We are working on efficient vision transformer models and those adopts convolutions for former layers and multi-head attention for latter ones. As for multi-head attention, we need to use BF16 or FP32 to maintain accuracy. Thus, in our case, it would be easiest way to quantize whole layers with BF16 including convolutional layers.

nvpohanh commented 7 months ago

I see. so it is a networks with convs + transformers, right? I will bring this feedback internally for discussion.

For MHA (multi-head attention) + FP16, is it because it runs into overflow issue? If so, we can also try FP16 MHA with FP32 accumulation by:

Q -> Cast(toFP32) -> MatMul -> Cast(toFP16) -> Softmax -> Cast(toFP32) -> MatMul -> Cast(toFP16) -> ...
K -> Cast(toFP32) ----^
                                                     V -> Cast(toFP32) ----^
youki-sada commented 7 months ago

Yes, it is consist of both convs and transformers. We found FP16+BF16 mixed precision solved accuracy degradation, but It will be very simple if we can use BF16 for all layers by --bf16.

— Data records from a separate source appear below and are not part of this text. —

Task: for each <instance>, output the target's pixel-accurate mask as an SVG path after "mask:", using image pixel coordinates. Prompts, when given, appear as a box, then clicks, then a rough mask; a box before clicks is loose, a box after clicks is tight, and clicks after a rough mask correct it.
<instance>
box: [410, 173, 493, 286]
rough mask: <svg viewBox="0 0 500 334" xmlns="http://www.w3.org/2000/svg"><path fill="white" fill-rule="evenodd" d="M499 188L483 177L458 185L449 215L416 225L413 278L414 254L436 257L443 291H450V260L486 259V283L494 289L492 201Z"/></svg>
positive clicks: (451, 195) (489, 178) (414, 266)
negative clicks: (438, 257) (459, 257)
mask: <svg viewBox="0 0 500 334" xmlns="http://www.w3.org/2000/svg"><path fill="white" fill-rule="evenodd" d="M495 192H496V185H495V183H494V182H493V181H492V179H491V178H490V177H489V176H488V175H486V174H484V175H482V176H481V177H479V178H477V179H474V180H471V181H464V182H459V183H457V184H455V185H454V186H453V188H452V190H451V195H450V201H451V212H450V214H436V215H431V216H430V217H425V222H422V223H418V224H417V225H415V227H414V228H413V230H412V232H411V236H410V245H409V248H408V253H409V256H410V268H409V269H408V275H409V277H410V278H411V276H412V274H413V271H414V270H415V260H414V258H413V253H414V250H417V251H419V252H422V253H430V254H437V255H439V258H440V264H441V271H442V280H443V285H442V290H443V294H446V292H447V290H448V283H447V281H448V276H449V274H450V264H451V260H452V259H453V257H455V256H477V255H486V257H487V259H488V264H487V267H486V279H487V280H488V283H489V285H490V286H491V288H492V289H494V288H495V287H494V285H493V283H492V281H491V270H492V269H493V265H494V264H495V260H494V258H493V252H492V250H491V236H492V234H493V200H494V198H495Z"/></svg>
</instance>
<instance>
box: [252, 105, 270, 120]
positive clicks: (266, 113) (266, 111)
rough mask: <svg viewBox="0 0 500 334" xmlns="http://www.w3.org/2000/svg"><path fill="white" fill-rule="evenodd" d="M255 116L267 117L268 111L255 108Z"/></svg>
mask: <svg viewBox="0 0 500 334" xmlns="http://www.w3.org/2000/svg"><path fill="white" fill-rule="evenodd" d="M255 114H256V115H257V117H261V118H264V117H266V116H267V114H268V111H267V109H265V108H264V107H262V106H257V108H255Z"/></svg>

I will bring this feedback internally for discussion.

I appreciate it. For detail, the accuracy degradation is because of overflow and underflow issue. Some networks (e.g. EfficientViT) adopts linear attention that divides MHA output by its last channel. This division is usually fused into next pointwise layer in TRT and zero division occurs by FP16 underflow.

lix19937 commented 1 week ago

Try to use the latest version of trt.